Friday, August 6, 2010 - 11:10 AM

COS 117-10: Selecting ordinations with information criteria

Steven C. Walker, University of Toronto and Donald A. Jackson, University of Toronto.

Background/Question/Methods

The interrelatedness of ecological phenomena often forces us to consider many variables simultaneously. But multivariate data are difficult to visualize and therefore difficult to understand and learn from. Ecologists use ordinations to reduce the dimensionality of multivariate data by exploiting associations between variables. Ordination analysis is an indispensable tool for visualizing otherwise impossibly complex data, but ordination diagrams can also mislead us. Problems arise because ordinations are not plots of the raw data themselves but rather a summary of them, and so it is always possible that important information is left out of the summary. Different ordination procedures differ in the types of patterns that they summarize.  It is therefore important to select an ordination procedure appropriate for the data and question at hand. Here we embed ordination-based summaries within statistical models that relate the summaries to the raw data. We then use information criteria, similar to Akaike's AIC, to select among ordinations.
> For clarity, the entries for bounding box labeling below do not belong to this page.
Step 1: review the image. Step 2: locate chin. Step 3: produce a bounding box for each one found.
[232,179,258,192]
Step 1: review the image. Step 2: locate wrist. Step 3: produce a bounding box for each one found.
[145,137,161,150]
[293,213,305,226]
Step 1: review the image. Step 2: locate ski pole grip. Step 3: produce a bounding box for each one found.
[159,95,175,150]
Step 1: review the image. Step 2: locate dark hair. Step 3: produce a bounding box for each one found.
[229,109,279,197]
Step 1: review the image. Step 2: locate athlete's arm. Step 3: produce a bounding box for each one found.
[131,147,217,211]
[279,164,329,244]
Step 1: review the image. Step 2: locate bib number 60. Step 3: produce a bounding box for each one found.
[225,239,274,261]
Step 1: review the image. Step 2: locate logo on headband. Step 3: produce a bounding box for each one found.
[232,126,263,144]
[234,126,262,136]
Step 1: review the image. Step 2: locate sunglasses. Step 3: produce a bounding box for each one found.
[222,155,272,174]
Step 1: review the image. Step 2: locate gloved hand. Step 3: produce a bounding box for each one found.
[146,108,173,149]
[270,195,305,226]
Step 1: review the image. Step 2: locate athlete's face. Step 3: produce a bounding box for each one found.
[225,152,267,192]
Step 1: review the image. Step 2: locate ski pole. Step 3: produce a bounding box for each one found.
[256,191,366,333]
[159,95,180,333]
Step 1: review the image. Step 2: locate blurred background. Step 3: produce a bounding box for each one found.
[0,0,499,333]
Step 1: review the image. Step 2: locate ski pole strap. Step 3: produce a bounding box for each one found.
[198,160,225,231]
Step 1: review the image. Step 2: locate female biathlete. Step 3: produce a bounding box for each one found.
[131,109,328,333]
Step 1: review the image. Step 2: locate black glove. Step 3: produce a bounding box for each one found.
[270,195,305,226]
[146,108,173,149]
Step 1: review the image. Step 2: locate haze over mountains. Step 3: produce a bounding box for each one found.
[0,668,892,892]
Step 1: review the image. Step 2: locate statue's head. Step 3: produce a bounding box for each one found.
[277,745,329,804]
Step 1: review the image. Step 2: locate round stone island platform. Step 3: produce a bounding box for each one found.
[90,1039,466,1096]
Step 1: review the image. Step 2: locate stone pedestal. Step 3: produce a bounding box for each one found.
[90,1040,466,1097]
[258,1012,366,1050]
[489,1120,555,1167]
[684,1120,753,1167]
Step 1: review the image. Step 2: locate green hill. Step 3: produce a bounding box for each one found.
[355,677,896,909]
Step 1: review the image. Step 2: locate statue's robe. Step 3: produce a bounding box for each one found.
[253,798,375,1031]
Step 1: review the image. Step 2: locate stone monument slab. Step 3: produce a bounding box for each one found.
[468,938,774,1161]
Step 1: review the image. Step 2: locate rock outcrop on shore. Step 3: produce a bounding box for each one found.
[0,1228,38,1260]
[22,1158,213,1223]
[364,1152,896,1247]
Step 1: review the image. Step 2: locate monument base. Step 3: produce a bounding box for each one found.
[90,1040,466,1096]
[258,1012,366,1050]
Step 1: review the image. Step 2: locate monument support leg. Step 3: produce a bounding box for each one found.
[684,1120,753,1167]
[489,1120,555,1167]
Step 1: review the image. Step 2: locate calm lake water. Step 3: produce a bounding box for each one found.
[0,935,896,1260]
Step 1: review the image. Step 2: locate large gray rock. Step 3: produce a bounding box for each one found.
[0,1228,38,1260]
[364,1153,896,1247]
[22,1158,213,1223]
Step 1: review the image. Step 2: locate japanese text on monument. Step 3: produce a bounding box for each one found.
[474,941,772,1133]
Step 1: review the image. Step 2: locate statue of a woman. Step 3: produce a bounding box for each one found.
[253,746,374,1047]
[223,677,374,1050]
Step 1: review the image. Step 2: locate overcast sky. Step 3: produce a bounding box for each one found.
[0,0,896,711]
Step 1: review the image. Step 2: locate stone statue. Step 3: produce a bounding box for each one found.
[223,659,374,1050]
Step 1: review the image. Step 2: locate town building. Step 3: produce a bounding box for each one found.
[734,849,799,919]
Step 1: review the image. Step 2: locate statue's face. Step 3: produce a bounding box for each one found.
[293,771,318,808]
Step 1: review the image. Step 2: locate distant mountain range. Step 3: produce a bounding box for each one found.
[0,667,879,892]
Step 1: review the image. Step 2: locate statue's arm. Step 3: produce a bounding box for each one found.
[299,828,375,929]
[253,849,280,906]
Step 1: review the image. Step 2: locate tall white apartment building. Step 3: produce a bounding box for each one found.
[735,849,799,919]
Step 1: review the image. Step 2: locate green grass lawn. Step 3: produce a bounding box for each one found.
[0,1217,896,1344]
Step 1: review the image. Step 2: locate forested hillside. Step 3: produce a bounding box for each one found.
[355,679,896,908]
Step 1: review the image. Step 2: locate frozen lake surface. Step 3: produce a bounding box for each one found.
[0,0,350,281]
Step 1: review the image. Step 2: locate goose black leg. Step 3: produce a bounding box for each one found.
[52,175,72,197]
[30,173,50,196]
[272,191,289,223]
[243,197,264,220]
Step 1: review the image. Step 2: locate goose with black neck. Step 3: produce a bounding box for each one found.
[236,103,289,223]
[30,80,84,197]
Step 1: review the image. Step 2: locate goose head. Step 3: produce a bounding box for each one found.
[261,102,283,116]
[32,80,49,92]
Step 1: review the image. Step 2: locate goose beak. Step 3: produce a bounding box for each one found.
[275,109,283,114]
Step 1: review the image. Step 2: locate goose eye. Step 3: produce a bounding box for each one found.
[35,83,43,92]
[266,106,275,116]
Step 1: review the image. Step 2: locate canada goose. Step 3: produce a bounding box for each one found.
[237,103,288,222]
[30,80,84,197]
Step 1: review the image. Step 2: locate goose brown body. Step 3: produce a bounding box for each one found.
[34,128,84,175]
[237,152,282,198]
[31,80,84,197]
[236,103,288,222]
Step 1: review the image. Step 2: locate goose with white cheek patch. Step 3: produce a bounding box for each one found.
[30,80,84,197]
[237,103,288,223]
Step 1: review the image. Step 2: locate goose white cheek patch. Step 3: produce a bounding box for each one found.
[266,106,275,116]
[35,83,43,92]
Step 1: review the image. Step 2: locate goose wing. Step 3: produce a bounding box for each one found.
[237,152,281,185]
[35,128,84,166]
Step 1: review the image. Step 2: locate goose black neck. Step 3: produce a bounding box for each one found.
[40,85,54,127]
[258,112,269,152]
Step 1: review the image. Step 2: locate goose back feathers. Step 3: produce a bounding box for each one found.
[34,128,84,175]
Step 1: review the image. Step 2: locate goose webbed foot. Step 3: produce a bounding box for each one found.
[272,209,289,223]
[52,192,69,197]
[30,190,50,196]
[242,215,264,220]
This model-based approach not only yields a valuable tool for selecting appropriate ordinations, but also clarifies the relationship between the summarizing ordination and the data being summarized. We studied our proposed methodology from philosophical, operational, theoretical and (simulation) experimental perspectives.  

Results/Conclusions

Ordinations are very abstract objects. Along these lines we will argue that the concept of a 'true' ordination is difficult to justify. One of the philosophical arguments in favour of AIC is that it is appropriate whenever all candidate models are untrue--although some may be useful. Hence AIC-like information criteria might hold certain philosophical advantages over current approaches to ordination selection. We will illustrate the utility of our proposed methodology--with real multivariate data from lake ecosystems--by using it to address two common ordination-selection problems. These examples will demonstrate an attractive operational simplicity to our methodology: generate a candidate set of ordination models and rank the candidates with information criteria. We will prove that our information criterion is an asymptotically unbiased estimate of expected Kullback-Leibler information, which is how Akaike motivated his criterion. We also assessed this bias in more realistically sized samples with a simulation experiment. Our theoretical result on bias held almost exactly for these experiments and type I error rates were all less than 0.05. We conclude that our methodology provides a useful alternative to ordination selection, and expands the range of ecological models for which information criteria can be applied.